In 2018, Hancock Health paid a $55,000 ransom to regain access to hospital computer systems, after an “unidentified criminal group” targeted more than 1,400 files. Hancock said hackers gave the hospital system seven days to pay a ransom in bitcoins and, after the virtual currency was transferred, staff regained access to the computer systems.
In 2021, Eskenazi Health shut down its data network and diverted ambulances following what it called an “attempted ransomware attack.” The health system said no patient or employee data was compromised and that hackers did not gain control of its computer files. Eskenazi said it did not pay ransom.
Just a few months later, hackers attacked Johnson Memorial Health and disabled the Franklin-based health care system’s computer network. Hospital officials said their backup processes allowed them to continue operations and that most services were unaffected, although it took weeks to inspect all the files.
Indiana hospitals said they have invested millions of dollars in cybersecurity to strengthen their systems against attacks.
The average initial ransomware demand of health care businesses was $4.58 million, according to a report last year from BakerHostetler Data Security Incident Response Report.
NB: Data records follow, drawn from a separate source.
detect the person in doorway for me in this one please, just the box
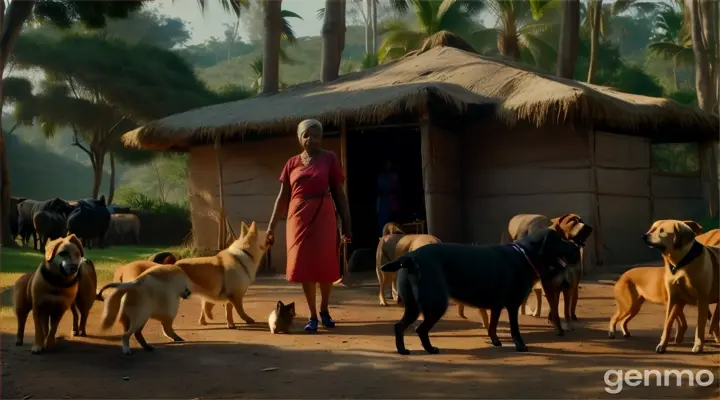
[377,160,401,235]
[266,119,352,333]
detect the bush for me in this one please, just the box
[115,187,190,219]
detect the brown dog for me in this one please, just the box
[376,222,442,306]
[13,235,85,354]
[643,220,720,354]
[696,228,720,246]
[608,220,711,340]
[70,258,97,337]
[98,254,185,299]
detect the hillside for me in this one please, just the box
[6,131,111,200]
[198,26,367,90]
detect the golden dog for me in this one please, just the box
[643,220,720,353]
[608,221,711,340]
[98,264,191,355]
[70,258,97,337]
[178,221,269,328]
[376,223,441,307]
[13,235,85,354]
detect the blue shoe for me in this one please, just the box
[319,310,336,328]
[304,318,318,333]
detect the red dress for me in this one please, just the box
[280,150,344,283]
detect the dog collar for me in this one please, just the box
[40,265,79,288]
[669,240,704,275]
[511,244,541,279]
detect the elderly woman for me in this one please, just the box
[267,119,352,333]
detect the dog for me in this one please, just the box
[497,213,592,329]
[97,264,191,355]
[176,221,269,328]
[104,259,175,287]
[70,258,97,337]
[148,251,178,264]
[696,228,720,246]
[642,220,720,354]
[381,228,581,355]
[376,222,442,306]
[13,235,85,354]
[268,301,296,334]
[608,220,712,340]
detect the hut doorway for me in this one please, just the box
[345,126,426,252]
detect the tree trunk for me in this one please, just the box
[337,0,346,74]
[365,0,372,53]
[371,0,377,53]
[108,151,116,205]
[91,148,106,199]
[688,0,719,218]
[261,0,282,94]
[498,18,521,60]
[586,0,602,83]
[557,0,581,79]
[321,0,343,82]
[672,62,679,91]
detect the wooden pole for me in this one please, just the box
[419,109,434,236]
[214,137,227,250]
[588,127,604,270]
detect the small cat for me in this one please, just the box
[268,301,295,334]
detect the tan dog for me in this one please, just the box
[178,221,269,328]
[608,220,710,340]
[376,222,441,306]
[643,220,720,354]
[696,228,720,246]
[13,235,85,354]
[97,264,191,355]
[70,258,97,337]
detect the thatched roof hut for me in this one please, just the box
[122,33,719,273]
[122,35,717,151]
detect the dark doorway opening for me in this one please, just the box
[345,126,426,253]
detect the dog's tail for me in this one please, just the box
[98,281,139,330]
[382,222,405,236]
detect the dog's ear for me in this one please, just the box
[673,222,696,249]
[239,221,249,237]
[66,234,84,257]
[248,221,257,234]
[287,302,296,316]
[682,220,704,235]
[276,300,284,312]
[44,237,64,264]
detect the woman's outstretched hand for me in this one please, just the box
[341,234,352,244]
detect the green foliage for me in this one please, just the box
[652,143,699,173]
[666,90,698,106]
[28,0,146,30]
[115,187,190,219]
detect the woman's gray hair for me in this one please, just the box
[297,119,323,141]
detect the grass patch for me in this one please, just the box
[1,245,170,288]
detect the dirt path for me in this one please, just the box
[1,273,718,399]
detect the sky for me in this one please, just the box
[155,0,328,45]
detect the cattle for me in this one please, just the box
[105,213,141,245]
[67,195,111,249]
[8,197,27,240]
[17,198,73,250]
[33,210,68,252]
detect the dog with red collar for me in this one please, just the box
[380,228,581,355]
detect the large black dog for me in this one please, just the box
[381,228,582,355]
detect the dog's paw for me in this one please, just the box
[571,314,579,321]
[692,343,703,354]
[608,331,615,339]
[555,329,565,337]
[515,345,529,352]
[31,346,43,354]
[673,336,683,345]
[655,344,666,354]
[15,339,23,346]
[532,309,542,318]
[426,347,440,355]
[198,317,208,326]
[244,318,256,324]
[397,349,411,355]
[622,332,631,338]
[491,338,502,347]
[226,323,237,329]
[379,300,388,307]
[142,344,154,352]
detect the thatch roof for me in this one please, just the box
[123,33,719,150]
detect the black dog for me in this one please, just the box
[381,228,581,355]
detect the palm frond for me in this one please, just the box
[280,9,303,44]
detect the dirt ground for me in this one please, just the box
[1,271,719,399]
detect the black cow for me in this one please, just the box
[9,196,27,240]
[33,211,69,252]
[18,198,74,250]
[67,195,111,249]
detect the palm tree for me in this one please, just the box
[377,0,484,63]
[556,0,580,79]
[647,2,693,90]
[586,0,603,83]
[472,0,560,71]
The average payout was $910,335.
Last year, the University of California San Francisco Health paid more than $1 million to hackers after a ransomware attack on its medical school’s computer servers.
“The data that was encrypted is important to some of the academic work we pursue as a university serving the public good,” the university said in a statement. “We therefore made the difficult decision to pay some portion of the ransom, approximately $1.14 million, to the individuals behind the malware attack in exchange for a tool to unlock the encrypted data and the return of the data they obtained.”
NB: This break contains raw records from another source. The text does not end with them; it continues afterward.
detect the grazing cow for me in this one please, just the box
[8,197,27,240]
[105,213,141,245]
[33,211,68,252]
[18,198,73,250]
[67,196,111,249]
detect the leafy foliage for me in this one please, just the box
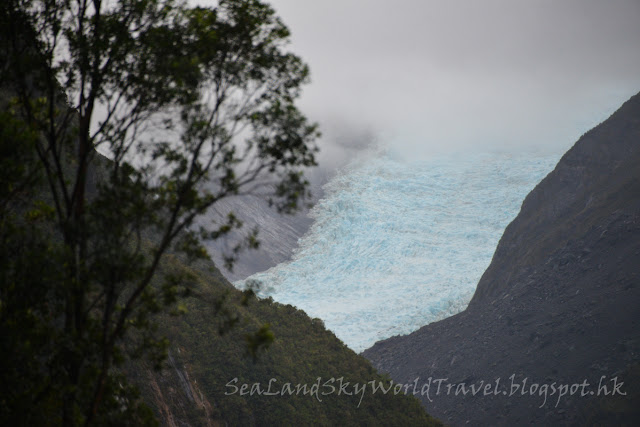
[0,0,318,424]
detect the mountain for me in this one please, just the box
[199,188,320,282]
[363,92,640,425]
[125,252,441,426]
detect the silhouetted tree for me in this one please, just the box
[0,0,318,424]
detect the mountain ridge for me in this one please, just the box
[471,91,640,305]
[363,91,640,425]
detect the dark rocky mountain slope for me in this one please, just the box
[200,189,318,282]
[363,92,640,425]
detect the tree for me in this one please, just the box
[0,0,318,424]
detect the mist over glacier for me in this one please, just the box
[219,0,640,354]
[236,146,561,352]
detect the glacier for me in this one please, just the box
[235,147,561,353]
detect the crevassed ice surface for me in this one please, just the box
[235,148,560,353]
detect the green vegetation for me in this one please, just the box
[129,253,440,426]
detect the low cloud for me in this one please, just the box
[268,0,640,167]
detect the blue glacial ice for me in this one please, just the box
[235,148,560,353]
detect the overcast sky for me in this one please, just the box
[263,0,640,165]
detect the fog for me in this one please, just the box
[266,0,640,167]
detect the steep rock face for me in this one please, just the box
[472,92,640,304]
[363,92,640,426]
[199,192,316,282]
[199,174,326,282]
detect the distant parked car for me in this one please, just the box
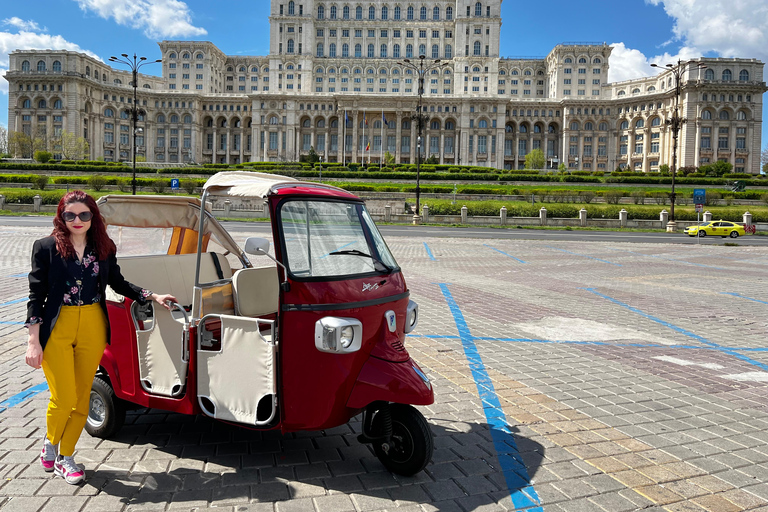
[684,220,745,238]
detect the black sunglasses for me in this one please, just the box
[62,211,93,222]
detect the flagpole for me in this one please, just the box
[380,110,384,170]
[342,109,346,167]
[363,110,366,166]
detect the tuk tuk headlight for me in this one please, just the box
[315,317,363,353]
[404,300,419,334]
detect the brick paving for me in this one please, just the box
[1,224,768,511]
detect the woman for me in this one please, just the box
[25,191,176,485]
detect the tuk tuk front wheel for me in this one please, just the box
[372,404,433,476]
[85,376,126,439]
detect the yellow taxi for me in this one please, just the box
[684,220,746,238]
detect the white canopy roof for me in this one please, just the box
[203,171,346,198]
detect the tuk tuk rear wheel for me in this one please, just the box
[85,376,126,439]
[372,404,433,476]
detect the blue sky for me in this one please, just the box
[1,0,766,153]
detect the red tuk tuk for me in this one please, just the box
[90,172,434,475]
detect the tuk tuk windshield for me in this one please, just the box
[279,199,399,278]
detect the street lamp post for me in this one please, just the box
[109,53,161,195]
[398,55,443,224]
[651,59,706,231]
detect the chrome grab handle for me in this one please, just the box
[168,301,189,324]
[168,301,190,363]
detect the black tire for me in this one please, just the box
[730,231,739,238]
[84,376,126,438]
[372,404,433,476]
[698,230,707,237]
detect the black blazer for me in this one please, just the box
[27,236,148,350]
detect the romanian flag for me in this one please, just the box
[365,142,370,151]
[364,112,368,126]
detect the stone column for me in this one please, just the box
[351,111,359,164]
[440,133,445,165]
[395,112,403,164]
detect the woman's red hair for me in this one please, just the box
[52,191,116,260]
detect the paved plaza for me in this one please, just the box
[2,223,768,511]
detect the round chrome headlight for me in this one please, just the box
[340,326,355,348]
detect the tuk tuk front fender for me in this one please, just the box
[347,357,434,409]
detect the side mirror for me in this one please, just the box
[244,237,270,256]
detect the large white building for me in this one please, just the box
[4,0,767,172]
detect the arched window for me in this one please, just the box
[704,69,714,80]
[287,39,294,53]
[473,66,480,73]
[651,117,661,126]
[393,44,400,59]
[446,121,455,130]
[183,53,190,59]
[37,60,46,72]
[373,120,382,129]
[475,2,482,16]
[302,119,311,127]
[356,6,362,19]
[736,111,747,120]
[505,124,514,133]
[420,6,427,19]
[369,5,375,19]
[342,6,349,18]
[433,6,440,19]
[473,41,481,56]
[534,125,542,133]
[549,125,557,133]
[445,45,452,59]
[270,116,279,124]
[446,6,453,19]
[53,99,62,109]
[430,120,440,130]
[598,122,608,131]
[394,6,400,19]
[368,44,375,58]
[343,43,350,57]
[355,44,362,58]
[381,44,387,58]
[197,53,204,59]
[317,5,324,18]
[478,120,488,128]
[617,90,626,96]
[632,88,640,94]
[170,114,179,123]
[329,43,337,57]
[157,114,165,123]
[578,57,587,63]
[21,60,30,71]
[702,110,712,120]
[330,5,337,18]
[288,1,295,14]
[169,53,176,59]
[635,119,644,128]
[402,120,411,129]
[719,110,730,120]
[104,108,114,118]
[220,120,227,128]
[22,99,31,108]
[620,120,629,129]
[722,69,732,81]
[406,44,413,58]
[593,57,601,64]
[38,99,46,108]
[331,119,339,128]
[407,6,414,19]
[317,43,324,57]
[382,6,388,19]
[739,69,749,81]
[114,78,122,84]
[584,122,593,131]
[52,61,61,72]
[564,58,572,63]
[432,44,439,59]
[519,124,527,133]
[570,122,579,131]
[317,119,326,128]
[184,114,192,124]
[418,44,426,57]
[121,110,130,119]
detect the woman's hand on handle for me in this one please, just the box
[152,293,178,311]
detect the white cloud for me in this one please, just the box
[608,42,701,83]
[74,0,207,39]
[647,0,768,61]
[2,17,45,32]
[0,30,101,95]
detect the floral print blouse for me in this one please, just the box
[25,245,152,327]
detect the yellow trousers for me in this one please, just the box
[42,304,107,456]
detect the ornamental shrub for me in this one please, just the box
[88,175,107,191]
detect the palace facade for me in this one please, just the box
[4,0,767,172]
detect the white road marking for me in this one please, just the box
[652,356,724,370]
[721,372,768,382]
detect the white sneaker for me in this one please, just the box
[54,455,85,484]
[40,439,57,472]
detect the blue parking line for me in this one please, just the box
[423,242,437,261]
[545,246,621,266]
[0,321,24,325]
[0,298,27,307]
[438,283,541,511]
[585,288,768,372]
[0,382,49,414]
[9,273,28,278]
[722,292,768,305]
[484,244,527,264]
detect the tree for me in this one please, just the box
[384,151,395,166]
[305,146,320,163]
[55,130,90,160]
[761,143,768,174]
[8,131,34,158]
[524,148,545,170]
[0,126,8,156]
[557,162,567,172]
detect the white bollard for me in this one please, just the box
[500,206,507,226]
[385,204,392,222]
[660,209,668,226]
[579,208,587,227]
[619,208,628,228]
[461,205,468,224]
[224,200,232,217]
[539,207,547,226]
[33,195,42,212]
[703,211,712,222]
[0,194,5,210]
[422,204,429,223]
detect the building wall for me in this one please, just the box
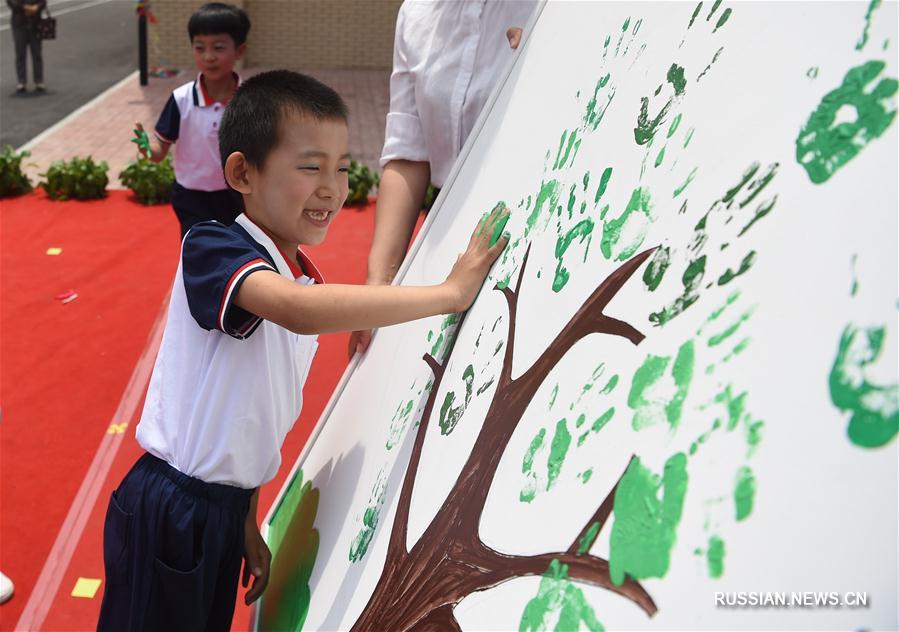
[149,0,402,71]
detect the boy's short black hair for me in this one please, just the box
[219,70,348,169]
[188,3,250,47]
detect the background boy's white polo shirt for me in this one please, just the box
[154,73,240,192]
[135,214,322,489]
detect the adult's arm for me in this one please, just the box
[366,159,431,285]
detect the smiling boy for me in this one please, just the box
[135,2,249,237]
[96,70,510,631]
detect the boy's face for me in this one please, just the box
[245,112,350,251]
[192,34,245,82]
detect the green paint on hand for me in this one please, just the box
[553,219,595,292]
[734,466,756,521]
[683,127,695,148]
[673,167,698,198]
[717,251,756,286]
[549,383,559,408]
[796,60,898,184]
[856,0,882,50]
[707,535,725,578]
[600,187,653,261]
[519,560,604,632]
[829,323,899,447]
[580,468,594,483]
[438,364,475,435]
[476,378,495,396]
[706,0,722,21]
[609,453,689,585]
[488,201,511,247]
[807,66,819,79]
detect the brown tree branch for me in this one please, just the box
[567,455,636,555]
[512,246,657,401]
[388,353,446,560]
[475,547,658,616]
[496,243,531,389]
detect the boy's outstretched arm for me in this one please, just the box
[235,206,511,336]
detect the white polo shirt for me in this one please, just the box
[154,73,240,192]
[381,0,537,187]
[135,214,323,489]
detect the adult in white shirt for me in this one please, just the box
[350,0,537,356]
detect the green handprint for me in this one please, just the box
[796,60,898,184]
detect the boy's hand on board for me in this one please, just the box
[444,204,511,313]
[242,520,271,605]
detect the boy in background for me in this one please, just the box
[135,2,249,237]
[97,70,510,631]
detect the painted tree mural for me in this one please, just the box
[264,2,897,630]
[351,245,659,631]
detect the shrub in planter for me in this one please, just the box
[0,145,33,198]
[41,156,109,200]
[119,155,175,205]
[346,159,379,205]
And ransom demands will continue as long as hospitals and other health institutions continue to write checks, some experts say.
“Many medical devices are legacy devices; they are older, so it is sometimes difficult to upgrade them,” cybersecurity expert Jack O’Meara told industry news site CyberNews. O’Meara is a director in the Advanced Solutions Cybersecurity practice of Washington, D.C.-based business consultant Guidehouse. He added: “Ransomware will continue to be on the rise, as long as health care organizations and hospitals are willing to pay.”